Many disasters followed the 2008 financial crisis. But possibly the worst was the mass popular disillusionment that resulted from Barack Obama’s failure to help the victims and punish the wrongdoers — a failure that led to Donald Trump.

Then senator Barack Obama, at a campaign stop in Seattle, Washington, on June 1, 2007. (Allison Harger / Flickr)


For an event so utterly cataclysmic, the meltdown of 2008–9 is rarely remembered as the formative political and cultural moment it so clearly was, if indeed it is remembered at all. Bringing about millions of foreclosures and a trail of human misery in its wake, the crisis touched virtually anything and everything that came after it, but, alongside the “war on terror,” has fast been relegated to the back burner of the United States’ cultural memory.

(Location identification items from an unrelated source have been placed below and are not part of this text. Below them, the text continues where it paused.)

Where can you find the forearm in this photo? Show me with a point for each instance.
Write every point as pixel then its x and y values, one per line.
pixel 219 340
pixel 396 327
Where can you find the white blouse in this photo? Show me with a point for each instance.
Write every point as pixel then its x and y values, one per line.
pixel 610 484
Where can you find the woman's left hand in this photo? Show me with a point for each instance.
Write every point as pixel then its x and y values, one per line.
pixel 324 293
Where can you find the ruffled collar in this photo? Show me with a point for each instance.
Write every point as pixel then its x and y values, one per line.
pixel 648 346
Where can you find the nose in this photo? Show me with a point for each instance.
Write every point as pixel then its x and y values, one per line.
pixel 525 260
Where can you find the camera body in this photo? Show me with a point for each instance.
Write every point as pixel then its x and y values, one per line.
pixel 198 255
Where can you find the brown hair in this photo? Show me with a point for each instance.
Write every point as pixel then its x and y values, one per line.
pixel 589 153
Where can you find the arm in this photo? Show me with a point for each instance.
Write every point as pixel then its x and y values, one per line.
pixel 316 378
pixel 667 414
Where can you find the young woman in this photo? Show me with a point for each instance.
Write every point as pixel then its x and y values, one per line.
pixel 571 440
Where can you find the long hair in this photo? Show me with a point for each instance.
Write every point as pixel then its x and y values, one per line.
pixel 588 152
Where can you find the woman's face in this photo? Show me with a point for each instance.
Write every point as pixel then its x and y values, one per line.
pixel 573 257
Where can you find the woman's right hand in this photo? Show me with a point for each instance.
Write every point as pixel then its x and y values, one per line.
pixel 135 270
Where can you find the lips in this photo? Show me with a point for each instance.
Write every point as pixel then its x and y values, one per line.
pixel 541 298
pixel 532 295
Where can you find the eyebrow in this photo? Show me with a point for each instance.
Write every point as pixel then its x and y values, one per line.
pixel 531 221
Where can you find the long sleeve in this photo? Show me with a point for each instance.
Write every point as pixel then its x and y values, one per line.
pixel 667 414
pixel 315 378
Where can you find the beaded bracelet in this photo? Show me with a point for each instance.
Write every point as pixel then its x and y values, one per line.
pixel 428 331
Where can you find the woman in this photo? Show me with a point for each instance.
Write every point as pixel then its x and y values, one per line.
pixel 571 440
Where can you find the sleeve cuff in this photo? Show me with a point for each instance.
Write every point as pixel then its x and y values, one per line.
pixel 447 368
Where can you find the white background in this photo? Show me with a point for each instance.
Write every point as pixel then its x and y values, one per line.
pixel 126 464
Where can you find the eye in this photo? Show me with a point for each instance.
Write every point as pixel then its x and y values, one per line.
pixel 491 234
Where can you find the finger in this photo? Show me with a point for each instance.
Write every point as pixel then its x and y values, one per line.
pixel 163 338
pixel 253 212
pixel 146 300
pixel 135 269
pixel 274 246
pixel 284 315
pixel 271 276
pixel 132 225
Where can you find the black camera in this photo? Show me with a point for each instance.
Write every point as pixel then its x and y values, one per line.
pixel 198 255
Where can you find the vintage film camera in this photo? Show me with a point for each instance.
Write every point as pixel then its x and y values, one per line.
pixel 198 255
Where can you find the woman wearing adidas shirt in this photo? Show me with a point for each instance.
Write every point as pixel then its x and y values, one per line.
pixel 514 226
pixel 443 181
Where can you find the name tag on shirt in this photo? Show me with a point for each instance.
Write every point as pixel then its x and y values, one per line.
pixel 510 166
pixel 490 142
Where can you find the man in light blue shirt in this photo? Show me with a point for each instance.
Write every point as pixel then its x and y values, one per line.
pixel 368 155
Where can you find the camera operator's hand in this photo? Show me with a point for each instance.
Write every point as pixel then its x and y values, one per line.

The recently premiered podcast series Meltdown mounts a compelling case that the crisis and the institutional response to it from Democrats still haunt politics today and are in many ways the proverbial skeleton key to understanding the current moment. Jacobin’s Luke Savage sat down with investigative journalist David Sirota and Oscar-winning documentary filmmaker Alex Gibney to discuss their podcast, the meltdown of 2008–9, and the various ways history seems to be repeating itself amid the ongoing reconciliation fight.


Luke Savage

I want to begin by asking about the genesis of this project. How did your partnership come about, and how was Meltdown born?